The gap between the rich and the poor is as wide as ever. Most people aren’t willing to do anything about it, and continue to live their lives in with the mindset that this is the lot that they have been cast, and have determined to live in their squalor. But that’s most people. That’s not Amara.

Amara is a paid by commission thief, who inside her circle of well-connected bandits, is among the best in her trade. The story opens with Amara dealing with a fellow comrade of hers, Corbin, who has come to her for help and to seek refuge for a piece of plunder for which he is attempting to keep safe. Not thinking much of it, Amar takes the stolen goods and hides them in her hidey hole for safe keeping. But when Corbin failes to come back for his plunder, Amar knew something was not right here.

 As dread began to mount in the usually cool and calculating Amar, she started out to search for Corbin, and what she found would lead her and a band of an unexpected band of cohorts along a journey where even the highest minds of the land could not have predicted its end, much less its ultimate purpose.

McClung has done an excellent job at mixing the expected paranormal happenings with the most unusual settings and what would usually be a gaggle of unlikeable characters. McClung not only humanizes thieves, bandits and public servants with too much power, but he renders them to be endearing, likable but most of all capable. He takes those who we normally wish to see fail, and turn them into the heroes of the story and elicits his readers to root for their survival and ultimate triumph.


McClung made an amazing effort to show through his stories that even when you are greeted with an insurmountable task, sometimes all you need to do is look within you or to the ones that you trust that surround you to solve the problem.

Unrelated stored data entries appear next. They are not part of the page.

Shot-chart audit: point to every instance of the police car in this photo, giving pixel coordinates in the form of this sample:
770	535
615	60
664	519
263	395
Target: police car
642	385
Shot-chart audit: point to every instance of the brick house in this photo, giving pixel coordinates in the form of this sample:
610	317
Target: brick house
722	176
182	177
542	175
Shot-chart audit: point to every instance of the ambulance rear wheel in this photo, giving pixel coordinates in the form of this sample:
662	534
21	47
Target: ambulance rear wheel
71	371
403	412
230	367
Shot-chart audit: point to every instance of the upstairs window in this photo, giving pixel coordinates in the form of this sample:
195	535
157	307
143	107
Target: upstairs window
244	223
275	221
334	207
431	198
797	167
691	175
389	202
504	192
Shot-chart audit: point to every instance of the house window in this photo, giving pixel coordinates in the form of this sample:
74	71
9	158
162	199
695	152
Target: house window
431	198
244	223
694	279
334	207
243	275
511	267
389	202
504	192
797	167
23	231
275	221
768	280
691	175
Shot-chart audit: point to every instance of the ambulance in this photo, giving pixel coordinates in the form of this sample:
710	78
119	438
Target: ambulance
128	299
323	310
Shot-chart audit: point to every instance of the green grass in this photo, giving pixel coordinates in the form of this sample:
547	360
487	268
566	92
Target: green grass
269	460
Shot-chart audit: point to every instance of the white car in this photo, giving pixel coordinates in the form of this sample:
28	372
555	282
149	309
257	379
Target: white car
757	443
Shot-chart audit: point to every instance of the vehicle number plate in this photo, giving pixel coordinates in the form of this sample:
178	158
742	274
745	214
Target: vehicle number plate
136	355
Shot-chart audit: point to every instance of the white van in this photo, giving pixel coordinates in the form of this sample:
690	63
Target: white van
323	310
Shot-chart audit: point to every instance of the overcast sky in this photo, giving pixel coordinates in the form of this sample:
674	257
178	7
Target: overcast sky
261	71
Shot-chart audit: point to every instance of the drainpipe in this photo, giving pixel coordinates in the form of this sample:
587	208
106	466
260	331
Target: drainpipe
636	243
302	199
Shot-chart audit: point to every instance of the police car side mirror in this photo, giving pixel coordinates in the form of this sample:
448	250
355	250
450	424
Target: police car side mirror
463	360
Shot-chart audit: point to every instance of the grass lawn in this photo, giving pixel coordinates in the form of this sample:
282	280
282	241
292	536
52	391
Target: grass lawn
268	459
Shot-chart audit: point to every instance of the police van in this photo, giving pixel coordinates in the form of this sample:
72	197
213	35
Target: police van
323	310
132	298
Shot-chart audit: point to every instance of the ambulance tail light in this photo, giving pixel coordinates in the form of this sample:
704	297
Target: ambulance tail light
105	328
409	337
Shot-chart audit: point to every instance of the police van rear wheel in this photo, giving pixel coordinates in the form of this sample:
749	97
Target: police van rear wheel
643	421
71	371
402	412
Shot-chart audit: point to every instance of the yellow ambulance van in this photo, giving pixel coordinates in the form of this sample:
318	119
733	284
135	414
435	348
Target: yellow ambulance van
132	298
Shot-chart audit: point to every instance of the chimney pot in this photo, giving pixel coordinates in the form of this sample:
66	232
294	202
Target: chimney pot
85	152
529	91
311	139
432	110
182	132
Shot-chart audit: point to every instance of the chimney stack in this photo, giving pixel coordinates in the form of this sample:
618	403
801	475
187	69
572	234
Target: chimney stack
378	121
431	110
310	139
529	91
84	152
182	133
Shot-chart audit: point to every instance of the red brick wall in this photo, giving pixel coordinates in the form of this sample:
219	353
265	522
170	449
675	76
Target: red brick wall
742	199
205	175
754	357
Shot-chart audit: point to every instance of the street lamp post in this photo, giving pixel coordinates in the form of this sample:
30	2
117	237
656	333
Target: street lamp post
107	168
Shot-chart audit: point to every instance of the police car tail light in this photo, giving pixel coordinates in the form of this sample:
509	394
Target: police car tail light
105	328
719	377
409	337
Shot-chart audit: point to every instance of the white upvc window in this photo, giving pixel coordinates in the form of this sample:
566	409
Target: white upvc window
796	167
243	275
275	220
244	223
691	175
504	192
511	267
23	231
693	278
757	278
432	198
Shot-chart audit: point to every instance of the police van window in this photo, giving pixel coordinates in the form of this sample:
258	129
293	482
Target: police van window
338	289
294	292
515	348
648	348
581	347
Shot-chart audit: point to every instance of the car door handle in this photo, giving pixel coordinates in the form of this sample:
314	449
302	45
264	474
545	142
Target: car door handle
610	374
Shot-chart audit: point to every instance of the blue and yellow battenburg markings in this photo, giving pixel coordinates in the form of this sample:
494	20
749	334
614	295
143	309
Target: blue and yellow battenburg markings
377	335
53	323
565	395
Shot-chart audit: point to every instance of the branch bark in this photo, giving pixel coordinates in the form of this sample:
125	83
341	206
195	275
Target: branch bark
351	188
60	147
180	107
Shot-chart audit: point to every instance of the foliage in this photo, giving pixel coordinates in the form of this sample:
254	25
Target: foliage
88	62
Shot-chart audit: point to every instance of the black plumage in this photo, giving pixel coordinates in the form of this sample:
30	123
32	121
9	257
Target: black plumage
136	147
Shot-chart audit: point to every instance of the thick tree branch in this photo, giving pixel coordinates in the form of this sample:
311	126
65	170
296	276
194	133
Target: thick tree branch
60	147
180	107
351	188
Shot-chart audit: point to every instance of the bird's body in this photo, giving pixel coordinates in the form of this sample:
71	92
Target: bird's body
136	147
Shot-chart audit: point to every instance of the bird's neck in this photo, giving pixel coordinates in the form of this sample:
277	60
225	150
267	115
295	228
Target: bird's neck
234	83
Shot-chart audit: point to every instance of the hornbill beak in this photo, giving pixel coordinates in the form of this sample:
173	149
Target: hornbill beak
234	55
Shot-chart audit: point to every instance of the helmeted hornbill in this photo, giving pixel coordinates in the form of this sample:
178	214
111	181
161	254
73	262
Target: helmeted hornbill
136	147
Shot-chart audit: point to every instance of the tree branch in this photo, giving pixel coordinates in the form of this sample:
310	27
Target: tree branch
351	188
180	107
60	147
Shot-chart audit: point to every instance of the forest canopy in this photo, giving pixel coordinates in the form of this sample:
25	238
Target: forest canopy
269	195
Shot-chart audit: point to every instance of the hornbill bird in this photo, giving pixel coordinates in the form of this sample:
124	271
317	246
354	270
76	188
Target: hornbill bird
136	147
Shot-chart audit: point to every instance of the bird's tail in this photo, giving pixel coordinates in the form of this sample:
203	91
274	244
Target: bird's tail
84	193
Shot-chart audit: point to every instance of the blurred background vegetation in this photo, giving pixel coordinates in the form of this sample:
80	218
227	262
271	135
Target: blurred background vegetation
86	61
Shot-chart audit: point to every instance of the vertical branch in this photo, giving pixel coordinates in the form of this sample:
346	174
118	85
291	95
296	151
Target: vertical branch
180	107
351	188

If you can believe in yourself, no matter what anyone else’s opinion is of you, you can always discover what the correct path for your life will be. He demonstrates this in his characters over and over again. Characters that normal society would intently look their noses down upon as being lesser than they, in actuality embodied the quality of being overcomers. They never needed the affirmation of the masses in order to know what the right thing to do was. Even though they were considered to be the bad seed, the always and without hesitation, acted upon what was right.

This is by far one of the best books I have read in a very long time. It was so unexpected and delightful, that I was able to really lose myself in the world that was placed before me. I give this book 5 out of 5 morals, only because there are no more stars to give. I cannot wait to read more of the adventures of Amara and her unlikely crew, and to become one step closer to discovering the fate of the world as they know it. McClung is an author to watch, and I expect only great things to come from his efforts.